Jika Anda baru mendengar penyakit ini, Yola Tsagia, justru memiliki anak perempuan dengan diagnosis Treacher-Collins Syndrome (TCS). Yola sebelumnya tak pernah mendengar, bahkan mengetahui gejala dari penyakit TCS ini.
Menurut dokter, kelainan yang dialami buah hatinya, Odilia Queen Lyla, merupakan penyakit langka yang merusak susunan tulang di area kepala. Karena penyakit tersebut, kepala putri Yola jadi lebih kecil tanpa tulang pipi. Bahkan, rahang tidak berkembang dan tulang telinga tengah tidak terbentuk.
Minimnya informasi mengenai penyakit langka ini membuat para dokter terlambat mendiagnosis kelainan tersebut.
Baca Juga: Salah Kaprah! Sering Makan Keju Berisiko Terserang Penyakit Ini
"Aku baru tahu Odil mengalami TCS ketika dia berusia enam tahun. Awalnya demam sampai beberapa hari nggak turun, aku langsung cek dokter. Dokternya melihat kondisi telinga odil yang kecil, dan mengira Odil demam karena kondisi telinganya sehingga aku dirujuk ke THT," kata dia.
Oleh dokter THT, perempuan berusia 36 tahun ini disarankan membawa Odil menjalani tes Brainstem Evoked Response Audiometry (BERA). Hingga akhirnya dokter THT mengatakan putrinya mengalami TCS.
Setelah cari tahu ke sana kemari, barulah Yola menyadari bahwa apa yang dialami buah hatinya bukan penyakit sederhana. Sebagai orangtua, Yola sempat mengalami syok, dan penolakan.
Beruntung, dia memiliki suami yang mendukungnya untuk tetap tegar.
Baca Juga: Thalassemia Penyakit yang Bisa Dicegah Lho
"Waktu itu aku nangis sejadi-jadinya. Aku denial, marah, nggak bisa terima kenapa Odil yang mengalaminya. Padahal di riwayat keluarga aku dan suami tidak ada satupun yang mengalaminya," jelas dia.
Kondisi pendengaran Odil yang mengalami gangguan cukup berat membuatnya membutuhkan alat bantu dengar bernama Bont Ancord Hearing Ad (BAHA). Selain ketersediaannya yang terbatas, harga alat bantu dengar ini pun sangat mahal, yaitu Rp100 juta.
Beruntung, ada seorang donatur yang mau membiayai separuh dari harga alat bantu dengar tersebut. Odil pun akhirnya mendengar bagaimana riuhnya dunia untuk pertama kali.
"Itu momen menakjubkan buat aku. Detik itu aku yakin bahwa kesadaran akan penyakit langka di Indonesia harus ada supaya banyak ibu yang merasakan seperti apa yang aku rasakan," papar dia.

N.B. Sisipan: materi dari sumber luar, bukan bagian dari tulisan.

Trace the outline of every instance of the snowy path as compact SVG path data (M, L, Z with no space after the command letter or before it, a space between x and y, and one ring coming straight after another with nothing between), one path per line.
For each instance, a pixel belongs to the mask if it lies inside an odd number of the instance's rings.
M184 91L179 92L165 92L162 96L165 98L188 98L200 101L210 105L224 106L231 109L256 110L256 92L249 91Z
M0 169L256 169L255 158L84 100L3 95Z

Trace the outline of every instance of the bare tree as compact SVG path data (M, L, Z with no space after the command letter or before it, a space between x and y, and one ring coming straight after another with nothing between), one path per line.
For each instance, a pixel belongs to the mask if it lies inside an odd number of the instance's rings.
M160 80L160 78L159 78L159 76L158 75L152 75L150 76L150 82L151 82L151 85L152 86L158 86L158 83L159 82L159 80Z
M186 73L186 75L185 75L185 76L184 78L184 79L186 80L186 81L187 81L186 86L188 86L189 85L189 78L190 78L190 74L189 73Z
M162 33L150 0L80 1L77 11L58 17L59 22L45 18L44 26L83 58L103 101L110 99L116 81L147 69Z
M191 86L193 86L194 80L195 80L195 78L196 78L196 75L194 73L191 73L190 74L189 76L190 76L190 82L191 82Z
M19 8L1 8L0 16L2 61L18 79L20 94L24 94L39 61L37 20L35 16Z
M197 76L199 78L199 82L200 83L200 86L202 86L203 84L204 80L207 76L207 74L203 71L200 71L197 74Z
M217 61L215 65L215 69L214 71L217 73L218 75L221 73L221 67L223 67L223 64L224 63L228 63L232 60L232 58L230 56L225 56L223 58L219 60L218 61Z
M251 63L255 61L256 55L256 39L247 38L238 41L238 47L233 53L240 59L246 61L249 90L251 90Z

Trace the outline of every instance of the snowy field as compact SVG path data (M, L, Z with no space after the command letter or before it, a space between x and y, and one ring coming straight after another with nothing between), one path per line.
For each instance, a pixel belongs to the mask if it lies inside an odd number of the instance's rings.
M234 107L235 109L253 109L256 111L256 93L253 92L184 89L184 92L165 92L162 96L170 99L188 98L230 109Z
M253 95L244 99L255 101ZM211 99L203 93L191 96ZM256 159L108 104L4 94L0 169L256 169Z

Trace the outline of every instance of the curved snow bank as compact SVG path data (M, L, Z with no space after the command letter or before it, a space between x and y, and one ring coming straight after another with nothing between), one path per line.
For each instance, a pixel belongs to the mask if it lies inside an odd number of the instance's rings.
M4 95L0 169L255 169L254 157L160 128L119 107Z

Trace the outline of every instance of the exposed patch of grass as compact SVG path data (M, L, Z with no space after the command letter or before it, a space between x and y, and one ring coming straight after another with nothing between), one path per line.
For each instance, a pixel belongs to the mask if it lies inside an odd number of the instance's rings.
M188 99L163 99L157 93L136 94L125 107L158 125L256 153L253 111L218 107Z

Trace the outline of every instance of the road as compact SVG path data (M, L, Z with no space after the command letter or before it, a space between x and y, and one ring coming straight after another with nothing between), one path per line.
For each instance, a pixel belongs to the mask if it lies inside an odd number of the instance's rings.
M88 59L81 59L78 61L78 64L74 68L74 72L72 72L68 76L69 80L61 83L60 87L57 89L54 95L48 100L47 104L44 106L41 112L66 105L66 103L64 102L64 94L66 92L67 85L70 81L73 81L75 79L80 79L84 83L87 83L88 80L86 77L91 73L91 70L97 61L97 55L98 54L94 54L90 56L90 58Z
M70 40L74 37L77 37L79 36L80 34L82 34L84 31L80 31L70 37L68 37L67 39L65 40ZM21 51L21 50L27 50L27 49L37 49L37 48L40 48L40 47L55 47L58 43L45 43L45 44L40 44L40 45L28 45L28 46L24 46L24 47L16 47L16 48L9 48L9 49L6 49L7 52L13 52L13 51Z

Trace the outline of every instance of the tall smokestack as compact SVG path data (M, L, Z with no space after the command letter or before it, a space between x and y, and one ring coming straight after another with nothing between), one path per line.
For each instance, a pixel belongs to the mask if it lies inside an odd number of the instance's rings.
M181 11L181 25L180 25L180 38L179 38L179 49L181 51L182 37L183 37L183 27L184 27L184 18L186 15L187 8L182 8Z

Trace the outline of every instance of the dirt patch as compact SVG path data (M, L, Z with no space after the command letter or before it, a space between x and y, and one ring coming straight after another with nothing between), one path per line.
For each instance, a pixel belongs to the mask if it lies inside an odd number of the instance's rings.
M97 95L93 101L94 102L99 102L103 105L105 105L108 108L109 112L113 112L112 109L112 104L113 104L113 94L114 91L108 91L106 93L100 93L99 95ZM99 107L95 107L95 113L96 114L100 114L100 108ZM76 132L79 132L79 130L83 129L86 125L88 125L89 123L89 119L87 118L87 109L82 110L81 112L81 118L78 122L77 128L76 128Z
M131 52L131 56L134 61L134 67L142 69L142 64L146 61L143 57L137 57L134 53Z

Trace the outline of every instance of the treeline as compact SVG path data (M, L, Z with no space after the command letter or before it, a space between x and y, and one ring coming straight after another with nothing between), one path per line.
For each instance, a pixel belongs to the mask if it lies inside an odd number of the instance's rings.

Sejak saat itu, Yola aktif mencari informasi mengenai penyakit langka di media sosial. Hingga akhirnya dia bertemu dengan Wynanda B.S. Wibowo dan Koko Prabu, orangtua yang memiliki anak dengan penyakit langka.
"Dari sana akhirnya sepakat untuk membuat Indonesia Rare Disorders pada 24 September 2015. Sekarang sudah 117 orang tua yang punya anak kelainan langka yang bergabung," tutur dia.
Menurut dia, komunitas bagi para orangtua penyandang penyakit langka harus ada untuk saling menguatkan. Ketika orangtua tegar, dan bisa menerima kondisi buah hatinya, mereka tahu apa yang harus dilakukan untuk mengoptimalkan sang buah hati.
"Aku berharap kesadaran masyarakat dan tenaga medis mengenai penyakit langka semakin tinggi. Yang kasihan itu kalau mereka tinggal di daerah yang tidak tersentuh, akses ke rumah sakit besar sulit. Karena kapan saja anak-anak ini bisa terancam nyawanya kalau tidak segera ditangani," ungkap dia.
Selain sesi sharing antar-orangtua dan para dokter, komunitas Indonesia Rare Disorders memiliki serangkaian kegiatan lain. Salah satunya, kampanye untuk meningkatkan kesadaran masyarakat terhadap penyakit langka di kawasan Car Free Day Sudirman. Bahkan, mereka baru-baru ini menggandeng komunitas Indorunners untuk menularkan semangat sehat pada penyandang penyakit langka.
Yola pun berharap masyarakat tidak menganggap penyakit langka sebagai sebuah kutukan atau penyakit menular. Menurutnya, dukungan dan penerimaan di lingkungan sosial yang dibutuhkan penyandang penyakit langka.